Substantial progress has been made over the past decade in the molecular characterization of both HPV-positive and HPV-negative HNSCC, culminating in The Cancer Genome Atlas (TCGA) 59 , 71 , 72 . These collective efforts have confirmed the preponderance of TP53 mutations, identified previously unknown NOTCH1 mutations and provided a platform to test precision medicine approaches in HNSCC. Success stories include the recognition that HRAS mutations may serve as predictive biomarkers for treatment with farnesyl transferase inhibitors, such as tipifarnib 239 , and evidence that oncogenic PIK3CA mutations are common and could be used to identify patients with HNSCC who are most likely to benefit from PI3K pathway inhibitors 69 , 240 . Although some centres are routinely evaluating the mutational profile of HNSCC tumours, the tumours in the majority of patients with HNSCC remain uncharacterized, even when these patients present with recurrent or metastatic disease.
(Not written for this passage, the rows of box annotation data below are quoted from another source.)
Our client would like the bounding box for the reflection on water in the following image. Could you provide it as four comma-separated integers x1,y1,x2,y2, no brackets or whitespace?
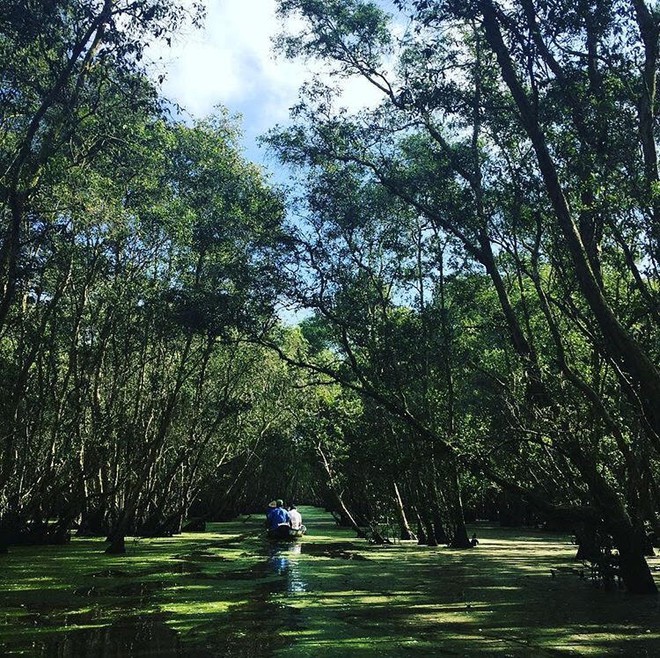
268,542,308,594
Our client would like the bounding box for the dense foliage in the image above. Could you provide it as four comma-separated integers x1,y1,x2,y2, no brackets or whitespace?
0,0,660,593
269,0,660,591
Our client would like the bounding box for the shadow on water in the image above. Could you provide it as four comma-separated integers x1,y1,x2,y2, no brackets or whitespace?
183,543,307,658
14,542,308,658
267,542,308,594
11,615,209,658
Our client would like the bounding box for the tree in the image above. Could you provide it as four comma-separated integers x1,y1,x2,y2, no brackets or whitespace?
271,0,660,592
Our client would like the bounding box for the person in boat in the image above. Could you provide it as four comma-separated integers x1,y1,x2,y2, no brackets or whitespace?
266,498,291,537
289,505,303,530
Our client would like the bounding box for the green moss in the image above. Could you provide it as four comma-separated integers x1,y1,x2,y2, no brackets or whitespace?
0,509,660,658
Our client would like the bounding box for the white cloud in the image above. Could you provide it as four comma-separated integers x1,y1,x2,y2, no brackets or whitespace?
151,0,398,161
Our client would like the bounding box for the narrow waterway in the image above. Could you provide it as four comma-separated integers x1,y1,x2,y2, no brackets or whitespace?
0,508,660,658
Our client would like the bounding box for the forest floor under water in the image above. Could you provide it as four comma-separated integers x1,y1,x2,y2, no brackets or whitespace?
0,507,660,658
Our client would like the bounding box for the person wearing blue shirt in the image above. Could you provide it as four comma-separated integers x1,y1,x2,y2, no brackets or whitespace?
266,498,291,538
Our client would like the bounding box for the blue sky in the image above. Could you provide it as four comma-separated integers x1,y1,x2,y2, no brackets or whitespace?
152,0,392,176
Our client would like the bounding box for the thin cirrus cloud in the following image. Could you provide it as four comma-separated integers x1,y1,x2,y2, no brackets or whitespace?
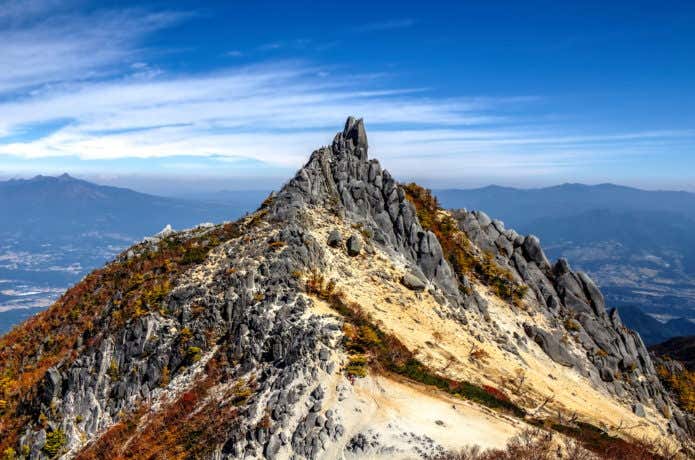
0,0,695,187
355,18,415,32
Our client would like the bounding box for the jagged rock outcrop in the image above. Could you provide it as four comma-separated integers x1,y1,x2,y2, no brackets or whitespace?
0,118,693,460
453,209,691,438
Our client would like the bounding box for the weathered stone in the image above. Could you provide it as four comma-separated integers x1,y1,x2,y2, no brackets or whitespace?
327,228,343,248
524,324,574,367
401,273,425,291
346,235,362,257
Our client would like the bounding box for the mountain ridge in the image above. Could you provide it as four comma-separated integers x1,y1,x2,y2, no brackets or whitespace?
0,118,693,459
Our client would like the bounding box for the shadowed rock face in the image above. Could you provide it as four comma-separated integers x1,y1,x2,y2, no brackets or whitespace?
4,118,695,459
273,117,466,306
453,209,695,432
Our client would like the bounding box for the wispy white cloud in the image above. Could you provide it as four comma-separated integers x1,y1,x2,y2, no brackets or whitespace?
355,18,415,32
0,4,695,185
0,1,188,96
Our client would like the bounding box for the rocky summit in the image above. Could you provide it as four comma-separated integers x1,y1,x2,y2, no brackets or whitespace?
0,118,695,460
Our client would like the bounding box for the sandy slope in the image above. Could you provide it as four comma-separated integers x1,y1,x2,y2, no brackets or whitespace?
306,208,666,446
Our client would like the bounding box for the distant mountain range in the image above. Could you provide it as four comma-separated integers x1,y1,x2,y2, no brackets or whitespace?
5,174,695,344
0,174,262,333
0,174,253,240
436,184,695,343
650,335,695,371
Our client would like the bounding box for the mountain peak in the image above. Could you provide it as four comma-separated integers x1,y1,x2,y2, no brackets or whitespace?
0,118,695,460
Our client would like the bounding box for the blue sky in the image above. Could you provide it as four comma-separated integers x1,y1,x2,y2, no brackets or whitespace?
0,0,695,191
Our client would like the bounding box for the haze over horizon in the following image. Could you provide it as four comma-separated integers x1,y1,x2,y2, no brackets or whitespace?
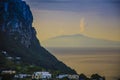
25,0,120,41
Furthermore, the role of tumour mutational burden as a predictive biomarker for immunotherapy remains incompletely understood and efforts are underway to establish guidelines that are designed to harmonize tumour mutation burden evaluation and reporting 241 . Prospective, targeted sequencing, supported by efforts such as the American Association for Cancer Research Project Genie, aim to provide a publicly accessible international cancer registry of real-world data assembled through data sharing 242 . Importantly, single-cell transcriptomic analysis represents a powerful new tool for defining diverse intratumoral expression programmes and differences among tumours from different patients, as has been demonstrated in HNSCC 137 , 243 . In addition, increased use of relevant preclinical models, including patient-derived xenografts 244 , 245 and organoids 246 , should facilitate the translation of laboratory discoveries to patients with HNSCC.